Afghanistan Tote und Verletzte nach mehreren Anschlägen

Bei Terroranschlägen in mehreren Regionen Afghanistans sind mindestens 17 Menschen ums Leben gekommen, Dutzende wurden verletzt. Auch bei einem Militärschlag gab es Tote.

Opfer nach Militärschlag in Kunduz
STRINGER/EPA-EFE/REX

Opfer nach Militärschlag in Kunduz


Im Norden Afghanistans sind mindestens 13 Mitglieder einer Familie bei einem Einsatz afghanischer und internationaler Streitkräfte getötet worden. Das teilten die Behörden der Provinz Kundus mit. Zwei weitere Zivilisten seien bei dem Einsatz in den Ausläufern der Provinzhauptstadt Kundus verletzt worden. Die Hintergründe des Militärschlags waren zunächst unklar.

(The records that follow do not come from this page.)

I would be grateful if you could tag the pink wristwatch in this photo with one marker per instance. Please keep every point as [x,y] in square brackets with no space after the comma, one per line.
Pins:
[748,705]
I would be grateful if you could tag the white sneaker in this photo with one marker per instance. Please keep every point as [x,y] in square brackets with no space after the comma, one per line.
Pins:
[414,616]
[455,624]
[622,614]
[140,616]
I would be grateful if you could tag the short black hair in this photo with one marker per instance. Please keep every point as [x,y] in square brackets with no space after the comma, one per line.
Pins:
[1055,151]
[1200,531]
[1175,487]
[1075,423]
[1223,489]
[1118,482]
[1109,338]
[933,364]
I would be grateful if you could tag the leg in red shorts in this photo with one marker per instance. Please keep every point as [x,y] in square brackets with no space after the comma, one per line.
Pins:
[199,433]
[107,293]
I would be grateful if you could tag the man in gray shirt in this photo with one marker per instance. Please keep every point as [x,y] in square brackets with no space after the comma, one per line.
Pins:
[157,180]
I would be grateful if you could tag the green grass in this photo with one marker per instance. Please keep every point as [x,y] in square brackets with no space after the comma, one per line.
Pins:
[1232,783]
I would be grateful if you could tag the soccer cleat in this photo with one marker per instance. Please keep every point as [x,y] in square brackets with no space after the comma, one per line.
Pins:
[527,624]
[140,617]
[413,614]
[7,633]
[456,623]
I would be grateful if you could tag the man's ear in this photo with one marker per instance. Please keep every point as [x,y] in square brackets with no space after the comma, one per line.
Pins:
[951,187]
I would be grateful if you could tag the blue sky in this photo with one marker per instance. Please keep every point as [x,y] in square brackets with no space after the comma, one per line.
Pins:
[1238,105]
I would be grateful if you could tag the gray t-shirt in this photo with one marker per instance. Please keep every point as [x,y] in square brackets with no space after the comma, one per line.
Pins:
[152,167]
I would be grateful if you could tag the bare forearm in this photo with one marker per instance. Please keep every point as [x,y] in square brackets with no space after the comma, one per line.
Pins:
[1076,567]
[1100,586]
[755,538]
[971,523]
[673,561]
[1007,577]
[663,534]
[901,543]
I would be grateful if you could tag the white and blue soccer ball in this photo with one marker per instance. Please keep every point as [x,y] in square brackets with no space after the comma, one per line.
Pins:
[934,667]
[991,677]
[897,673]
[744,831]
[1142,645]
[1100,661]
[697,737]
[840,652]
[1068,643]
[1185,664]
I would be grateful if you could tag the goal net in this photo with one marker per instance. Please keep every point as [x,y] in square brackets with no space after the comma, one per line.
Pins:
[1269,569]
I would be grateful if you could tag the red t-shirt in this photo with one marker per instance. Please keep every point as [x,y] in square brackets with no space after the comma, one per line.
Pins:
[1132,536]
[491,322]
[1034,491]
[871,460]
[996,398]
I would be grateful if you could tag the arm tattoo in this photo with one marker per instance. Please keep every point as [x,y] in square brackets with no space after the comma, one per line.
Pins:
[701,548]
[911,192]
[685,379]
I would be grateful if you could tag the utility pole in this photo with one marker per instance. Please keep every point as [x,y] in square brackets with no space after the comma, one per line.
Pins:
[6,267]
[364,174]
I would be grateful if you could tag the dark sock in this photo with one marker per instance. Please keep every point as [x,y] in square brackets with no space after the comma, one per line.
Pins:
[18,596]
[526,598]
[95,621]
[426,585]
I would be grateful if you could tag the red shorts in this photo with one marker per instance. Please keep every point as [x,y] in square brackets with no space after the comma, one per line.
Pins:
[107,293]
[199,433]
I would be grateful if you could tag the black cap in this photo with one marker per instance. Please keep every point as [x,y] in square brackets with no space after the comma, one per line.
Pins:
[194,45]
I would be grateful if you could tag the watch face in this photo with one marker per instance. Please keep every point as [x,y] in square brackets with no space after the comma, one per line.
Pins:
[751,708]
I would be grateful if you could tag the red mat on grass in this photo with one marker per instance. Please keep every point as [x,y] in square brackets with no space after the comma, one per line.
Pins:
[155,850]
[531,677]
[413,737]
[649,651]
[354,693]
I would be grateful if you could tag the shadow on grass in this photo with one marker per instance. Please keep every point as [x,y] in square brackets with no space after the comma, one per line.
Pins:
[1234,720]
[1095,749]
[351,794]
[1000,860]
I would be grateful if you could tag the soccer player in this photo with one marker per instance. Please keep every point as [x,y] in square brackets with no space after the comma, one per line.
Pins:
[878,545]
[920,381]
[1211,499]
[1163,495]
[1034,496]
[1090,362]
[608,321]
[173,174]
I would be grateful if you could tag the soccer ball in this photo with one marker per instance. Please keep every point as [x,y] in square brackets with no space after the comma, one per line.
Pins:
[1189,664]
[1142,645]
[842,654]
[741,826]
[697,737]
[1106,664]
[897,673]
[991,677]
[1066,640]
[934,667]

Behörden zufolge gehen die Streitkräfte derzeit verstärkt gegen die radikalislamischen Taliban vor. Laut offiziellen Stellen hatten diese zuletzt in und um die Stadt Kundus herum Gebietsgewinne verzeichnen.

Am gleichen Tag kamen mehrere Menschen bei Anschlägen in anderen Teilen Afghanistans ums Leben. In der südlichen Provinz Kandahar wurde beispielsweise ein afghanischer Parlamentarier von Unbekannten getötet. Das teilte ein Sprecher des Provinzgouverneurs mit.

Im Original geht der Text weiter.